Israa Dawood, a Sudanese youth who took part in the protests that led to Bashir's ouster, said Abdallah's appointment is historic.
“This is a huge milestone for Sudan and now we are depending on the judiciary so much, so that atrocities committed during the revolution’s period would be brought to book. Abdallah has played a significant role during the revolution and everybody has pushed for her appointment,” Dawood told South Sudan in Focus.
Haj Hamad, a political science lecturer at Khartoum University, said Abdallah’s appointment as chief justice proves that the overwhelming number of Sudanese trust women’s leadership skills.

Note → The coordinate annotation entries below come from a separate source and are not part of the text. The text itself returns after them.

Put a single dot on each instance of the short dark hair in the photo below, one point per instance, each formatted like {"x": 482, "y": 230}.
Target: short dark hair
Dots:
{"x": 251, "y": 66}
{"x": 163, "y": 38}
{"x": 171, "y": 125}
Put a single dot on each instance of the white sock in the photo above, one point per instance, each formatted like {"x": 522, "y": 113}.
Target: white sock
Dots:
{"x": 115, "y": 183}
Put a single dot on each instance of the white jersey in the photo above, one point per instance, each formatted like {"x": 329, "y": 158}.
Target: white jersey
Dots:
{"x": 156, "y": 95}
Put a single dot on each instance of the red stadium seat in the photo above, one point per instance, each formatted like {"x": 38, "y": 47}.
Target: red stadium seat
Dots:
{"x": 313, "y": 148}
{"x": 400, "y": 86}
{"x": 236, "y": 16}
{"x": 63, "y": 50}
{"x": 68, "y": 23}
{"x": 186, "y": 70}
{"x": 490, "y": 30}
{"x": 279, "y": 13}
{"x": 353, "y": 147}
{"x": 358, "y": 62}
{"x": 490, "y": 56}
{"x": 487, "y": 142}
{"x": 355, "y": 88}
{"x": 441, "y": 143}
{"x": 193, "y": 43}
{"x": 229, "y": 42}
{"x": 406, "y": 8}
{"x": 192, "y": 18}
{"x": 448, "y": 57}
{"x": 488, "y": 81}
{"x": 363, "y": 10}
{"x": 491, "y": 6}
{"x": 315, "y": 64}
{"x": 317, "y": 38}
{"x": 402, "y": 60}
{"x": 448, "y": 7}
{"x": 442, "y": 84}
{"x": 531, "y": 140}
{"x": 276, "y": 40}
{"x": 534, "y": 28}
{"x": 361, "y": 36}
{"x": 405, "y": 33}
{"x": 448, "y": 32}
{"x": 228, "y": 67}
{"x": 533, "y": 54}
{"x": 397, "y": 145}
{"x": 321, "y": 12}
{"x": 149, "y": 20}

“This is a major breakthrough from earlier policies of a different regime in the country, that providing a reprisal step of women professionals and leaders to occupy such kind of very high ranking and influential post,” Hamad said.
Abdallah was initially nominated as chief justice soon after military leaders and the opposition signed a power-sharing agreement in late August, but Sudan's new executive body, the sovereign council, instead named a man to the post. Public protests led the council to reverse course and appoint her as chief justice on October 10.
Hamad said Abdallah will likely face numerous obstacles during Sudan’s three-year transitional government, but added that the new chief justice will likely stand firm to defend the country’s constitutional declaration and all laws that govern the country.
According to the constitutional document signed on August 17, 2019, the chief justice names the judiciary council.
In addition, the chief justice heads the judiciary and serves as president of the nation's Supreme Court.